Bi-allelic variants in the aminopeptidase XPNPEP3 cause mitochondrial disease with pediatric cardiomyopathy

Bi-allelic variants in XPNPEP3 are known to cause nephronophthisis-like nephropathy-1. However, recent findings indicate XPNPEP3 deficiency causes a broader phenotypic spectrum encompassing extra-renal manifestations. XPNPEP3 is suggested to be the human ortholog of ICP55, a mitochondrial protein involved in the processing and maturation of mitochondrial proteins in plants and yeast.

Here, we present a family with two children affected by a homozygous splice variant in XPNPEP3 . Both children exhibited early-onset renal insufficiency and progressive mixed hypertrophic and dilated cardiomyopathy, requiring cardiac transplantation during childhood. RNA and protein analysis of patient fibroblasts and cardiac tissue revealed loss of XPNPEP3 expression due to the splice variant. Assessment of explanted cardiac tissue confirmed mitochondrial dysfunction, indicated by decreased cytochrome c oxidase activity and changes in mitochondrial morphology.

Although the deficiency of Xpnpep3 in zebrafish did not result in noticeable phenotypic abnormalities during early larval stages, transcriptomic and proteomic analyses revealed mitochondrial alterations. Notably, proteomic profiling identified decreased abundance of mitochondrial proteins in xpnpep3 ^Δ7/Δ7 mutants as compared to wild-types, including those identified in our study as putative substrates of Xpnpep3. We hypothesize that impaired processing of these proteins plays a critical role in the early developmental molecular changes observed, potentially predisposing to disease and also underlies the clinical manifestations in affected children.

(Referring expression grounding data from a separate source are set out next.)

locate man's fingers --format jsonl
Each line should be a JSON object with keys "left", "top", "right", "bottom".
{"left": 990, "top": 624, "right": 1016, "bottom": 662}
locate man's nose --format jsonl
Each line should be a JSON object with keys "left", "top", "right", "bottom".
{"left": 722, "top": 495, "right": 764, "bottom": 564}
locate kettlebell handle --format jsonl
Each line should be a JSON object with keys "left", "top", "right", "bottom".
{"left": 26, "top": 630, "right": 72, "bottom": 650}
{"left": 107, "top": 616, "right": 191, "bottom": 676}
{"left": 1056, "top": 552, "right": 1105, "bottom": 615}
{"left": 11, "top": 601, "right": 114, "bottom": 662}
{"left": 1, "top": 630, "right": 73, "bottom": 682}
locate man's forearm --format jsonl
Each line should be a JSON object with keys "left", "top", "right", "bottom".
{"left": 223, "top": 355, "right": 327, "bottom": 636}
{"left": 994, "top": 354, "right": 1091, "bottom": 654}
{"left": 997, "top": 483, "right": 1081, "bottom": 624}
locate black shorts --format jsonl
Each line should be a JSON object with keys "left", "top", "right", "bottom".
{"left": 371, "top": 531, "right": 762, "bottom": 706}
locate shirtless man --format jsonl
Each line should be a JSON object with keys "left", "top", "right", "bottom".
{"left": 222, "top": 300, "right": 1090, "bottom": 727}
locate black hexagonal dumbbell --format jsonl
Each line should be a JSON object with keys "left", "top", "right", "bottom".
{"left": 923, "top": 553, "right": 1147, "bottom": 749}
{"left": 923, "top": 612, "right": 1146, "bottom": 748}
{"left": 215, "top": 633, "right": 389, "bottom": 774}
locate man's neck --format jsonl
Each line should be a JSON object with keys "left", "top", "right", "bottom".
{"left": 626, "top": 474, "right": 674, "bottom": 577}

In summary, our study underscores that loss of XPNPEP3 causes a mitochondrial disorder with varied phenotypes, including cardiomyopathy, through a molecular mechanism likely involving abnormal processing and stabilization of mitochondrial precursor proteins. Adding XPNPEP3 to cardiac and mitochondrial disease gene panels is essential for the accurate diagnosis and management of potential cardiac complications.